The Second Chance Dog

by Jon Katz

This book surprised me a little. Yes, it's another one about the dogs on Bedlam Farm. This one focuses on a particular dog named Frieda, who belonged to a woman that became Katz' wife. It's a love story, a story of patience and acceptance and learning to remake one's life. Katz knew Maria for several years as a fellow artist and friend, before they both became divorced and he dared express his interest in her. They gradually explored their relationship and Katz knew he wanted to be closer to Maria, to spend the rest of his life with her. But her dog stood in the way. Frieda was fiercely protective of Maria and didn't want to let anyone near her, especially men.

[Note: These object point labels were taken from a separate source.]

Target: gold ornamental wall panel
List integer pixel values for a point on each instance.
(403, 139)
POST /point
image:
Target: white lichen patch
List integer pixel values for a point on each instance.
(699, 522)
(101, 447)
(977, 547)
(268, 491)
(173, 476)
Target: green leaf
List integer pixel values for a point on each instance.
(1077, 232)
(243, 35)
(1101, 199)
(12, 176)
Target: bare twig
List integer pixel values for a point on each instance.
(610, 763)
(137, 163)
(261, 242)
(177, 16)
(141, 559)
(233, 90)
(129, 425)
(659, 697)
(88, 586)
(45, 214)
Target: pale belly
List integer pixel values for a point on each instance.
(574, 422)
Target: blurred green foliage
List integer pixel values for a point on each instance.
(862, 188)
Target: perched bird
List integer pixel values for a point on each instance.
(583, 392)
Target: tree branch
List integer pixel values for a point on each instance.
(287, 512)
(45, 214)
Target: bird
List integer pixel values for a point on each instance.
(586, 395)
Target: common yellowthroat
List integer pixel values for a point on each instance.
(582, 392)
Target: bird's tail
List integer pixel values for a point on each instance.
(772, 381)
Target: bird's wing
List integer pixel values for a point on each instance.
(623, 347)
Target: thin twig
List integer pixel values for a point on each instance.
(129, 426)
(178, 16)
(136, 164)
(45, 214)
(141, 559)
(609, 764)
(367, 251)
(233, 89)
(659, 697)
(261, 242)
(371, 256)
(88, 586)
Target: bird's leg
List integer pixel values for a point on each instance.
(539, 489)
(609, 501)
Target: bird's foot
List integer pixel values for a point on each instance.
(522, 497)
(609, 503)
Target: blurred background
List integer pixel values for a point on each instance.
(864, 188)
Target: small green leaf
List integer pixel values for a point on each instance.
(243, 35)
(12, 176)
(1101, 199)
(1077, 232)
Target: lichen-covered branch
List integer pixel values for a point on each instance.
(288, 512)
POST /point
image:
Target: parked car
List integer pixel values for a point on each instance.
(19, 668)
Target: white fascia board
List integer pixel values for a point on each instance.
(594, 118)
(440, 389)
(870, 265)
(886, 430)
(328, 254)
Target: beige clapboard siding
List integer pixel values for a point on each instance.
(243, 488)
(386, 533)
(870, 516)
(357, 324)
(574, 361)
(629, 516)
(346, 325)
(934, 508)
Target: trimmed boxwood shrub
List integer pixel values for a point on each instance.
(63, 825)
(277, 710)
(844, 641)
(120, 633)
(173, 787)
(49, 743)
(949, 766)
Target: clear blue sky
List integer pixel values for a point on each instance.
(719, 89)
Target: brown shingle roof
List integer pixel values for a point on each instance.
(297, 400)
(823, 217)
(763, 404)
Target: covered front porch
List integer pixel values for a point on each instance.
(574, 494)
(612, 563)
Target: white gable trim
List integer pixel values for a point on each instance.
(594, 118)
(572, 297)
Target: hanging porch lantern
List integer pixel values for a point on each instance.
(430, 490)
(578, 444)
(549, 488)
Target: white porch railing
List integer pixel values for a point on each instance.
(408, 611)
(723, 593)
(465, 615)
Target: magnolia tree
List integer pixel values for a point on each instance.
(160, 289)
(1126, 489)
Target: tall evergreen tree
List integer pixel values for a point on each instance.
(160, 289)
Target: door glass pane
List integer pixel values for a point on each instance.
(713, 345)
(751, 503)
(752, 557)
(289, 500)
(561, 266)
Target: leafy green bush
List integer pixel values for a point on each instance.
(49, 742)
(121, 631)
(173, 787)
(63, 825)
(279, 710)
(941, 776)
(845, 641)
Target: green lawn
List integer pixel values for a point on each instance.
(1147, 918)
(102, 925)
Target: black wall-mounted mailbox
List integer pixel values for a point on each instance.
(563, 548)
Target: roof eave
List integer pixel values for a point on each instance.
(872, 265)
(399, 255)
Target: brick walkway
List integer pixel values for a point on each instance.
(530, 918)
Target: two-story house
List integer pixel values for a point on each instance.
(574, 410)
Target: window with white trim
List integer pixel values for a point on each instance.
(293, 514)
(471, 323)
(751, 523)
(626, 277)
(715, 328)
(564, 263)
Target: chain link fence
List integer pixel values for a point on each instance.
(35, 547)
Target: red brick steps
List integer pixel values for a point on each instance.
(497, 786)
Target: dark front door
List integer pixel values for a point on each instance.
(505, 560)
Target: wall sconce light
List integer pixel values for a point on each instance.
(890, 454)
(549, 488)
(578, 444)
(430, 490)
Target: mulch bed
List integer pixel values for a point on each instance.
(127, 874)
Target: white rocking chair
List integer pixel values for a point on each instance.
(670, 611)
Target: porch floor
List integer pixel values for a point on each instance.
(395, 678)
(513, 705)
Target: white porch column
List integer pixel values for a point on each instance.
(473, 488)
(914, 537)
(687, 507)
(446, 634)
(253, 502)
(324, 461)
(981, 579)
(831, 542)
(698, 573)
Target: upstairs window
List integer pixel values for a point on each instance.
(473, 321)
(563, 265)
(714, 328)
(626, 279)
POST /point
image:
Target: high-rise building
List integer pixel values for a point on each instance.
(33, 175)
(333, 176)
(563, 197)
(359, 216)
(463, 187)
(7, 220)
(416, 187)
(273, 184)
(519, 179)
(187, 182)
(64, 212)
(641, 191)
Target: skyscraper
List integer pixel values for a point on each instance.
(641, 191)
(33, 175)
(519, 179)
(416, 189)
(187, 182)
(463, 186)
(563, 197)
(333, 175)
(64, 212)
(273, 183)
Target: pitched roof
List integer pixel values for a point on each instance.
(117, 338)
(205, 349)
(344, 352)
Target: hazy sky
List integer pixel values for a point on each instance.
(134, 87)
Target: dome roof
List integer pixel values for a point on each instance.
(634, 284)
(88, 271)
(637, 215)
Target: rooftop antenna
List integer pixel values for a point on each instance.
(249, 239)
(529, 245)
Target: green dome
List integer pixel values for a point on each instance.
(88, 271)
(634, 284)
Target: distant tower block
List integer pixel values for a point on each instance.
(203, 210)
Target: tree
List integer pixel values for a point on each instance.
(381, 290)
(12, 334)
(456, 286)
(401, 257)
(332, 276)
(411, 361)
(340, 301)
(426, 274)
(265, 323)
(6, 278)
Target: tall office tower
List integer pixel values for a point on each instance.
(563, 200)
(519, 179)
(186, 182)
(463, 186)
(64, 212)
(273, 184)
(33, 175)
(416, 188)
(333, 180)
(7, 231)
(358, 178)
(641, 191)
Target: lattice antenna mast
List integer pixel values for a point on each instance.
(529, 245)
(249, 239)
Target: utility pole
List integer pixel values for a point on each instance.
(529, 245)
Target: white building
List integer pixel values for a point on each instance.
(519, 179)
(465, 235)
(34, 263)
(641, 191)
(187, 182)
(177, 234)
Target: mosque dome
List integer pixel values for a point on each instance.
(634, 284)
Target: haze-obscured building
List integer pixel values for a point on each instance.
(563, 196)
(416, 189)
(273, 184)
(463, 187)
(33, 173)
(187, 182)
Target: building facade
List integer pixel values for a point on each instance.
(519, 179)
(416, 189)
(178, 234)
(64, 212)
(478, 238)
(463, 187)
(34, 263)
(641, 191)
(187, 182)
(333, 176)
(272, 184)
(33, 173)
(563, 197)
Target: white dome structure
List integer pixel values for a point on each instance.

Katz worked tireless hours, patiently earning the dog's trust, teaching it some discipline, learning about its background and why Frieda was so fierce. Eventually things worked out, but it took him an entire year. He doesn't have exactly conventional views (at least, in modern circles) on dog training, so this was an interesting read in that regard.

I noted his observations on how casually many people take dogs into their lives, without spending the money or research on them. Amused by an incident where his dog Izzy helped break up a riot (a violent food-fight really) at a nursing home among alzheimer's patients. Insightful his description of helping Maria navigate the world of the internet, and how she responded to putting her artwork out for the world to see. Startling and clear, how he found inspiration from the story of Helen Keller and her teacher Sullivan, to reach through to Frieda and teach her to be calm and accepting. The dog ended up becoming as fiercely protective of Katz and his farm as he once was of only Maria (protecting the farm animals too, when first she saw them as prey), and being calmer in general around situations that used to cause excited outbursts. A remarkable story of what efffort one man went through to get through to this particular dog and her beloved human.